It's fitting that the cast and producers of A Tale of Two Cities (** out of four) include Les Miz alumni, and that leading man James Barbour starred in Jane Eyre. Tale, which opened Thursday at the Al Hirschfeld Theatre, has all the ingredients that made the previous literary adaptations irresistible to admirers, and insufferable for the rest of us.
There's the air of stuffy, often grim reverence, alternately suggesting a stern English teacher and a Monty Python parody of Masterpiece Theatre. There's the derivative score, offering vehicles for histrionic showboating in lieu of memorable original tunes.
Broadway newcomer Jill Santoriello, who wrote Tale's book, music and lyrics, is clearly passionate about the material. And it's impossible not to be moved by the story of gentle, generous Lucie Manette, whose father is wrongly imprisoned before the French Revolution, and Sydney Carton, the dissolute banister whose unrequited love for Lucie inspires the ultimate sacrifice.
But if Santoriello hasn't quite given us Dickens for Dummies, her Tale oversimplifies the class and moral struggles of the book, and reduces its poignance to sentimentality. The Marquis St. Evremonde, brought to life by a preening Les Minski, is a cartoon character of a villain, reveling in the killing and disfigurement of peasant children.

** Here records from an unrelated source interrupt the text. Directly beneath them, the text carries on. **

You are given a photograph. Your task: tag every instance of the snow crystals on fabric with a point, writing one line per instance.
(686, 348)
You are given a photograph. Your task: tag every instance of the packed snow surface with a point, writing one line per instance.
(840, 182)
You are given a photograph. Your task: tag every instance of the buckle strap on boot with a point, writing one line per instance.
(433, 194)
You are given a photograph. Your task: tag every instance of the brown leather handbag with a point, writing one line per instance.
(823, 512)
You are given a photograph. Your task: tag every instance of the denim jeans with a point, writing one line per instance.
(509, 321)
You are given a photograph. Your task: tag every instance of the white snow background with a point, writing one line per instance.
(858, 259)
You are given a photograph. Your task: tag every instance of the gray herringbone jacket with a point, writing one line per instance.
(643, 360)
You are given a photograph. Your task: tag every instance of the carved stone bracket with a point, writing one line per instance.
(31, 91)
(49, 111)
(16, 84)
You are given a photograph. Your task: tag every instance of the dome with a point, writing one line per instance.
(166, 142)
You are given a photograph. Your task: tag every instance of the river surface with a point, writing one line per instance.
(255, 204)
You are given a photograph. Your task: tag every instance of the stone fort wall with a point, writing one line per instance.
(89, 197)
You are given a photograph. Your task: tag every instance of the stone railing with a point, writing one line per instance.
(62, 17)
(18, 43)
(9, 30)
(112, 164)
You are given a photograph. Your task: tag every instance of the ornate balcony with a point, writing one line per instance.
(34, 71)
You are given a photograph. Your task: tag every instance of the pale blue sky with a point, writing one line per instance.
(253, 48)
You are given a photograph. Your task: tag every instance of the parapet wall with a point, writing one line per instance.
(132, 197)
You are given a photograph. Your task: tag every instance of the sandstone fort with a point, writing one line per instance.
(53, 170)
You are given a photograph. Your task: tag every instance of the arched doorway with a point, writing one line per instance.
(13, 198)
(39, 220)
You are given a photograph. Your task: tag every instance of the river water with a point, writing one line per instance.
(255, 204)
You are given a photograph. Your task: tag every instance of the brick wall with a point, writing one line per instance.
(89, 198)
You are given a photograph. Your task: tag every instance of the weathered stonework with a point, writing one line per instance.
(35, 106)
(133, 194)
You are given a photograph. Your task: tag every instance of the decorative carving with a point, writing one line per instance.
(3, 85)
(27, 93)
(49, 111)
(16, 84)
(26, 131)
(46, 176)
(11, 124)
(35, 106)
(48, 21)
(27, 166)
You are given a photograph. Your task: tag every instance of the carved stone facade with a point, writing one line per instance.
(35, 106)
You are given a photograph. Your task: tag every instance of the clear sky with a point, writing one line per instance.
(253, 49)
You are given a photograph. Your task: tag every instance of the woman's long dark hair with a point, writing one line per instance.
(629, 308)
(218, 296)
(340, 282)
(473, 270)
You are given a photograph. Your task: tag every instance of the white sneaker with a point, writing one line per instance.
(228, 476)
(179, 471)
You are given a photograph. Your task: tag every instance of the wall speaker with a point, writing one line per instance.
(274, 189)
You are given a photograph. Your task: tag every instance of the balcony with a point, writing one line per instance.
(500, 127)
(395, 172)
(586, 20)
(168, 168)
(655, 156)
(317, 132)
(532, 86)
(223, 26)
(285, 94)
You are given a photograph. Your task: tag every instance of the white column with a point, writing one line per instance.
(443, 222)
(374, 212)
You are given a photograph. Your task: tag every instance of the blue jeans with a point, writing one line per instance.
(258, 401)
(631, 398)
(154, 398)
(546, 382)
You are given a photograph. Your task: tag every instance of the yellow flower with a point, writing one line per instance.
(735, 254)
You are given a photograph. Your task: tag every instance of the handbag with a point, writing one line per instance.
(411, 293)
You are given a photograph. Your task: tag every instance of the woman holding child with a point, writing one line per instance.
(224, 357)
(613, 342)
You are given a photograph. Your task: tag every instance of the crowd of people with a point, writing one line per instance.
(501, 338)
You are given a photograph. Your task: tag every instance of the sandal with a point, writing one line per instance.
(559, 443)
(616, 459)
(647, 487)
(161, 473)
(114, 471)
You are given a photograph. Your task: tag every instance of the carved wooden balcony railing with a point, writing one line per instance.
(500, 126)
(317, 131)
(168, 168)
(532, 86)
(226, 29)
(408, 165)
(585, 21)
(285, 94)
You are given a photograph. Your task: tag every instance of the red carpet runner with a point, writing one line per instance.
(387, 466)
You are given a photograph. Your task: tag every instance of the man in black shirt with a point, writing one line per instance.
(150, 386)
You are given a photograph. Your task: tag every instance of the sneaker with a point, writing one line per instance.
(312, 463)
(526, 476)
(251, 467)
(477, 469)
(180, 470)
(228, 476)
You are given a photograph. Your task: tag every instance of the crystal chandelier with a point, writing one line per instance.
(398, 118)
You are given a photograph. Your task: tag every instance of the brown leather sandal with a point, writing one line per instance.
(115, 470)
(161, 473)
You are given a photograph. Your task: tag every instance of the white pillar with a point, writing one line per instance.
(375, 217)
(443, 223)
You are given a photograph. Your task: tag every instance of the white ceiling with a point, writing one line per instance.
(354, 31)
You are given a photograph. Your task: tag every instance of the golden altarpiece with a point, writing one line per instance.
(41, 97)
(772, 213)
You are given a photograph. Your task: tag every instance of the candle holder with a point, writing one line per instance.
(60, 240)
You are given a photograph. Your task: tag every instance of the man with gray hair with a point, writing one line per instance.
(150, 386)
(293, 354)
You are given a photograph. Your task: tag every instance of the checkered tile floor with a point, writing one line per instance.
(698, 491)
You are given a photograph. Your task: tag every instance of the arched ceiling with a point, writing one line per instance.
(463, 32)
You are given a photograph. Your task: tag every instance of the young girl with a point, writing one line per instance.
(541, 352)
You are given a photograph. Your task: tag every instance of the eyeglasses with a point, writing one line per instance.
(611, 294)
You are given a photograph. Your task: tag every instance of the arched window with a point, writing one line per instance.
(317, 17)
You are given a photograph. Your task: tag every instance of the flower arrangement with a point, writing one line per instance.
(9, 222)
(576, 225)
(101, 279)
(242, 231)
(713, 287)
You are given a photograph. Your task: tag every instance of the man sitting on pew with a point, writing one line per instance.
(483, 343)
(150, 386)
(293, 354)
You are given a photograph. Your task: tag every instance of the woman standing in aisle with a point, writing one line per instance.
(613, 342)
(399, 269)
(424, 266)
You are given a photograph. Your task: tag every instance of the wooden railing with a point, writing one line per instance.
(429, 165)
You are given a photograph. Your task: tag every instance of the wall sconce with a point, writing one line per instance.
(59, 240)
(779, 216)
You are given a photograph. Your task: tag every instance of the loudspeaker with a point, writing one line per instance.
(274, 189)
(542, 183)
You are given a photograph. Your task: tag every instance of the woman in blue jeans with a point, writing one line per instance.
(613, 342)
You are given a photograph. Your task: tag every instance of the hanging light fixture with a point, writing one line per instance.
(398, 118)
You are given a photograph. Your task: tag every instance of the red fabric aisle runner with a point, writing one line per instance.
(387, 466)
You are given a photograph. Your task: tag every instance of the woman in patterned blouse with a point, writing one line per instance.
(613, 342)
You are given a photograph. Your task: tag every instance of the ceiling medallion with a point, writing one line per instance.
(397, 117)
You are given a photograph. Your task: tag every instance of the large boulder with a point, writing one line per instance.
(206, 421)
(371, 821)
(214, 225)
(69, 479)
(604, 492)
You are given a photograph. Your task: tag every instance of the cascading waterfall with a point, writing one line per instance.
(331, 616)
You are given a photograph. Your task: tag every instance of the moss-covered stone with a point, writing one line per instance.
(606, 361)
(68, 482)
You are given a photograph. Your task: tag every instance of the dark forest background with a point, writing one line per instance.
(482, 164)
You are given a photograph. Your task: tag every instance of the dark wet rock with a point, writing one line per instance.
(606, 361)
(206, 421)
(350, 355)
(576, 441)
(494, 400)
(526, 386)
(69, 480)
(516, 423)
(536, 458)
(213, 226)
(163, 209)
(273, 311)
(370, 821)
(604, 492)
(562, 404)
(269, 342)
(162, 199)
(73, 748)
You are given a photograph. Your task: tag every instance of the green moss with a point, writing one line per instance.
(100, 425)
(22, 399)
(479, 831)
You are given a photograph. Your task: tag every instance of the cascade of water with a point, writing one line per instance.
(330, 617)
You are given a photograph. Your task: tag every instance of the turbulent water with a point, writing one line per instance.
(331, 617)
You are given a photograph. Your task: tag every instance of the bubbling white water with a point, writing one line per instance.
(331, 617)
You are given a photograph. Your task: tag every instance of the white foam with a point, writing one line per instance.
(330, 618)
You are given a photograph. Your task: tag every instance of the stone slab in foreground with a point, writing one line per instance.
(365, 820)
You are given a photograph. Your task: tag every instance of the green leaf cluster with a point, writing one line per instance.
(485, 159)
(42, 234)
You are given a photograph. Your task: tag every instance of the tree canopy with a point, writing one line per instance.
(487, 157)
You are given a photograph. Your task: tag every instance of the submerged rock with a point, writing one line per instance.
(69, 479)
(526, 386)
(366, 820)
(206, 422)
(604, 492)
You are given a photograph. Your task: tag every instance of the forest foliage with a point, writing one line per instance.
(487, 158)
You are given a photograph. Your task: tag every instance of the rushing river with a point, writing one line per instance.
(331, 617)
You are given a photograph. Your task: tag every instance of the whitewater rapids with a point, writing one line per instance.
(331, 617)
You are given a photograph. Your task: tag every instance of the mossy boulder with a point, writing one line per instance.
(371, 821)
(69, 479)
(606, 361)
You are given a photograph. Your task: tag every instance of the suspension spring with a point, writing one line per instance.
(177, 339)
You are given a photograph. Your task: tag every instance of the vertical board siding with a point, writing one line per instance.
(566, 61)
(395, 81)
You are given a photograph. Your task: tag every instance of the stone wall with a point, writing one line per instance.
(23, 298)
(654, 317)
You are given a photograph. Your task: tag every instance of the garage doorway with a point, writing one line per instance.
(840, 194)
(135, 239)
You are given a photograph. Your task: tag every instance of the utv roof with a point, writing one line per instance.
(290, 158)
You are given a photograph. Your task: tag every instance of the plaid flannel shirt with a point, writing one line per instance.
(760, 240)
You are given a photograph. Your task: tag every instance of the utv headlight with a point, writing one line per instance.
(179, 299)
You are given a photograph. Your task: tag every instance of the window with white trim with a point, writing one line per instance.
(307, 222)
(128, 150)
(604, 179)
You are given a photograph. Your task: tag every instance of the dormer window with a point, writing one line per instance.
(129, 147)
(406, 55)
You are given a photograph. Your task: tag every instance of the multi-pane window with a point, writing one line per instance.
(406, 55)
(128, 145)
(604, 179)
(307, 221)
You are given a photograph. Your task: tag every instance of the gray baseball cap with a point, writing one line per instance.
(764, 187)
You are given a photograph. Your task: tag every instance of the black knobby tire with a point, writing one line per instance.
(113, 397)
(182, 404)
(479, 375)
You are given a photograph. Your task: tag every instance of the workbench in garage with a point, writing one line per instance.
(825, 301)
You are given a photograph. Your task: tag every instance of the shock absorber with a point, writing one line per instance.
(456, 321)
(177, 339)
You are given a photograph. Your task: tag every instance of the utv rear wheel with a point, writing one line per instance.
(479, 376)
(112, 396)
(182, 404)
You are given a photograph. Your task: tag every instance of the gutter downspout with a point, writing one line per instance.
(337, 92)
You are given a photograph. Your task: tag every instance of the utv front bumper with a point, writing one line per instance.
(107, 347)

Little Lucie, the heroine's daughter, played by the adorable Catherine Missal, has perfect manners and even more perfect diction.
As Carton, the robust-voiced Barbour gets to be ironic at times, but his winking witticisms seem jarringly out of place with the show's heavy-handed tone. It's as if Santoriello were trying to acknowledge the postmodern sensibilities of today's campier musicals while championing the kind of bombast that they mock.
Brandi Burkhardt's Lucie sings prettily, if a little shrilly in the upper register, but acts as if she just graduated the Sarah Brightman Ingénue School, clasping her hands together and over-enunciating like a beauty-pageant contestant. As the scheming Madame Defarge, Natalie Toro is even more of a caricature, singing about revolution and vengeance in a piercing shriek that suggests she's half-expecting Robespierre, or perhaps Simon Cowell, to be in the audience.
Stage veteran Gregg Edelman delivers a more nuanced and compelling performance as Lucie's dad, but his haunted Dr. Manette cannot alone inject the grace and buoyancy this Tale lacks. Let's hope the new season brings far, far better options for musical fans.